Actually it's more like GPU is doing the blonde :eek: while CPU is in the living room flirting with the brunette, redhead, and asian. CPU's keeping them entertained, but otherwise not getting very far. Then the new roommate, PPU, gets home and he's exactly the asians type so next thing you know the PPU and the asian are doing it in the PPU's room :D while CPU is still in the living room with the brunette and redhead. However, now without the asian to distract him CPU is getting some "accidental" bodily contact and even the occasional kiss on the cheek from the brunette and redhead. Unfortunately though he will NEVER go all the way with either of them because he just doesn't have that kinda play. :(
 
Digital Viper-X- said:
what will happen to PPU cards when quad core cpus come out? and 8 core cpus?

We will have 8 cores with a PPU. According to ATi, their GPU is 37 times faster than a high end CPU at rendering physics.

A general purpose CPU can only run a limited number of instructions at once, because general code is not parallel. A CPUs life is spent trying to run a single thread as quickly as possible through out of order execution.

Graphics and physics code, however, is highly parallel.

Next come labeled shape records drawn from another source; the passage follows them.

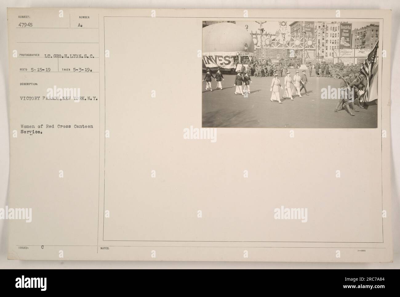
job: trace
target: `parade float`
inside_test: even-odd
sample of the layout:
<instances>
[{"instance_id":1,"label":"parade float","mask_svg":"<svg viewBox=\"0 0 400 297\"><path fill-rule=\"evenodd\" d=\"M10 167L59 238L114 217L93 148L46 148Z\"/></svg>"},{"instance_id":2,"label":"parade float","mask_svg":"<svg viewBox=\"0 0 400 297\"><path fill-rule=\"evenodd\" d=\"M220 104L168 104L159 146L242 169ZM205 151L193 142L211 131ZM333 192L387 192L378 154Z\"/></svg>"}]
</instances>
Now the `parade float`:
<instances>
[{"instance_id":1,"label":"parade float","mask_svg":"<svg viewBox=\"0 0 400 297\"><path fill-rule=\"evenodd\" d=\"M232 23L214 24L203 28L203 68L220 68L234 72L247 69L254 58L254 42L246 30Z\"/></svg>"}]
</instances>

So, you can take a ton of simple processors and add them together to make a very fast processor capable of running dozens of graphics/physics calculations at once.
 
Digital Viper-X- said:
what will happen to PPU cards when quad core cpus come out? and 8 core cpus?

Admittedly these numbers are bit old, and biased, but Ageia says current hardware and software can handle roughly 200 objects while their hardware with proper software can handle about 32,000 objects.

Assuming (generously) they mean 200 objects with a single CPU and just 10% of the processor dedicated to physics then we should be able to estimate an 8 processor situation...

Assuming 7 processors would be used for physics, the other one for everything else we get 7*200 = 1400 objects.
Then (again generously) assuming each processor would effectively be at 80% efficiency (you always lose power when sharing between multiple CPU's), we get 1400*8 = 11,200 objects.

So being reasonably generous to the CPU's, a single 8 core CPU would only get us to about 1/3rd the physics processing power of a single PPU.

And that's all assuming someone bothers to program for multi-processor physics, which would be pointless with PPU's available.
 
VVVVVVVVVVVVVVVI said:
A general purpose CPU can only run a limited number of instructions at once, because general code is not parallel. Its life is spent trying to run a single thread as quickly as possible through out of order execution.
Well, that's part of what adding multiple cores is doing, allowing programmers to parallelize their code. The problem is that is a difficult task.
I had to work on the Drinking Philosophers problem for my Operating Systems class, using posix threads. Getting it functional was a difficult task for most of the class, and I don't know if any one reached the higher quality solutions (most used a big lock when grabbing philosophers resources, rather then breaking them down into groups). This was an undergraduate class by the way, most of the students didn't have that much experience (for many this was their first time actually using threads at all).

arentol said:
And that's all assuming someone bothers to program for multi-processor physics, which would be pointless with PPU's available.
Ageias own PhysX SDK is multithreaded (at least its supposed to be), so it can use the other cores/processors if you don't have the hardware acceleration.